Visualisation work included in new book by Nigel Holmes

I’m thrilled to see a visualisation I created has been included in a new graphics book by Nigel Holmes, titled ‘Let’s Get Infografit: A Graphic Look at Exercise and Health‘. 

Nigel got in touch with me late 2023 to ask “what you do to try to stay in some sort of shape: do you do anything? Running? Weight training? Treadmill? Yoga? At home? In a gym? Golf? Tennis? Swimming? Ski jumping?“. 

After brushing away initial concern that he was writing to critically comment on my ‘some sort of shape’-ness, I realised he was instead enquiring to see if I had produced any prior visualisations on such a topic and, if so, would I be willing to contribute them towards the next book he was working on?

I didn’t have any existing work matching that brief, but I did have some data, with a year’s worth – and growing – of recorded details relating to aspects of my fitness and health. This data was just gathering spreadsheet dust, sat there yearning to be analysed.

I therefore agreed, with a huge sense of appreciation for the opportunity, to work on something new using this data that may be submitted for his consideration for inclusion. And, thankfully, it was included, in a chapter showcasing other graphic contributions from fellow information design friends in the field.

The graphic I created takes the form of a personal fitness scorecard, based on self-recorded data covering my daily weight, food portion size across meals, alcohol consumption, and exercise activities with granular details of outdoor runs especially.

This was initially framed over a period of 10 weeks – the 5 weeks leading up to Christmas day and the 5 weeks after – but having worked up an initial version I then re-read the brief and realised I’d misunderstood the graphic dimension requirements and so I had to kill those initial 5 weeks for space reasons. This wasn’t the worst thing to do as I caught Covid and did nothing but eat over Christmas so there was a large void in my fitness activity data!

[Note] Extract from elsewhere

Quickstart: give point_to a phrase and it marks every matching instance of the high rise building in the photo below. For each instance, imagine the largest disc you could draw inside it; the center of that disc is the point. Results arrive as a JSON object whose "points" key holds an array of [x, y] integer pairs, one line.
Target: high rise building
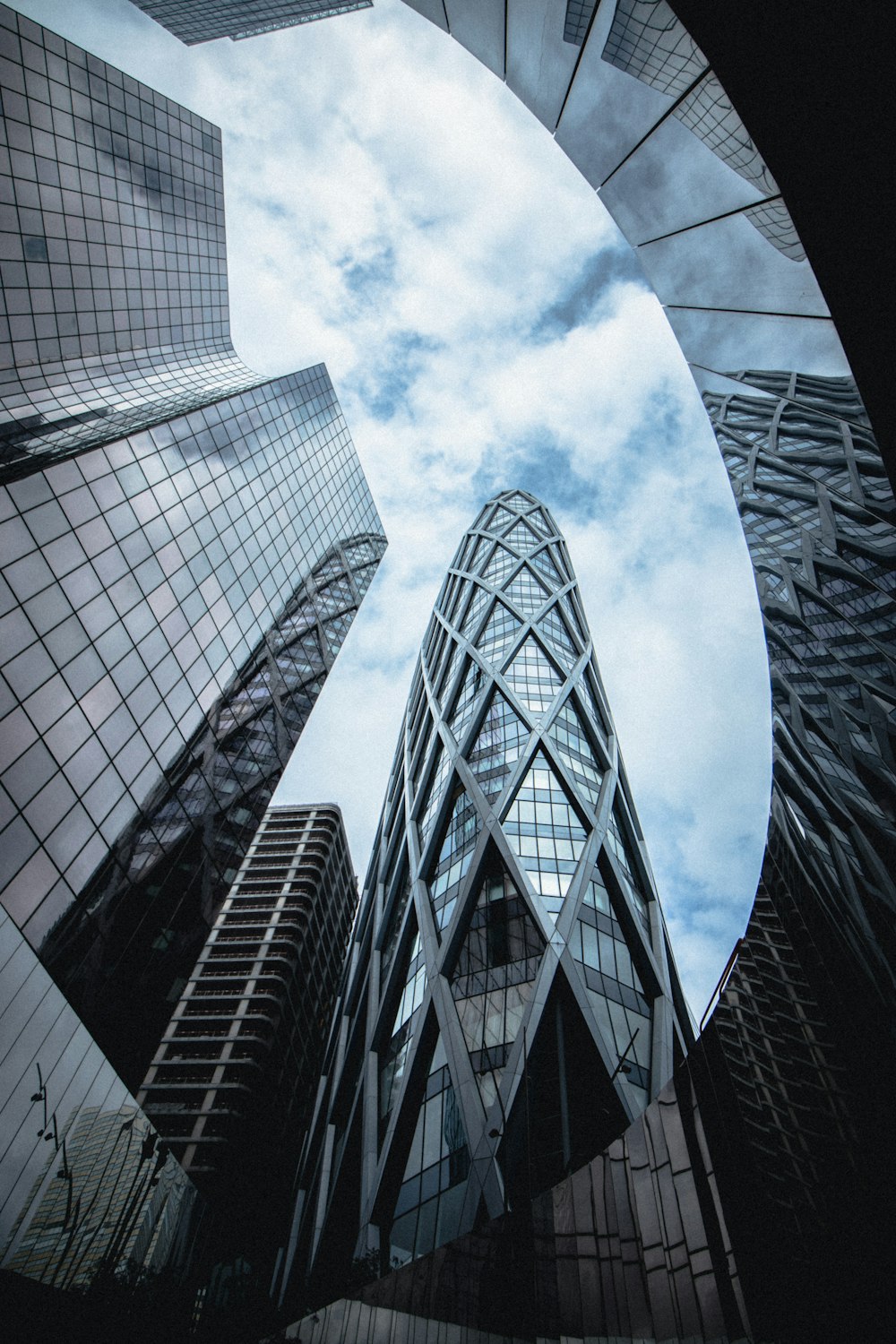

My goal, as stated in the final graphic, was “Following the excesses of Christmas, in the face of unfavourable winter conditions and a busy work schedule, I aim to drop my weight below target within one month through a combination of healthier diet, smaller portions, and increased frequency of walks and running activities.”

I designed it with an aesthetic style inspired by 1950s baseball scorebooks, with folded-cardboard background and a limited colour palette of blue red and white, and with a typeface and icons similarly inspired by aspects of that mid-century, retro-futurism era that, at the time of producing the graphic, I was exposed to through the TV show ‘Fallout’.

I was happy enough with the outcome of the design (and also the fact that I reached my target weight objective, so nice that would be captured in the data and the graphic!). I just wished I’d fully proofed how the white annotated text would look in the eventual published graphic, which appeared fine on screen and in draft pdf but, ultimately, I feel gets lost contrast wise in the published graphic – that’s my responsibility and my error, not Nigel’s nor the publishers.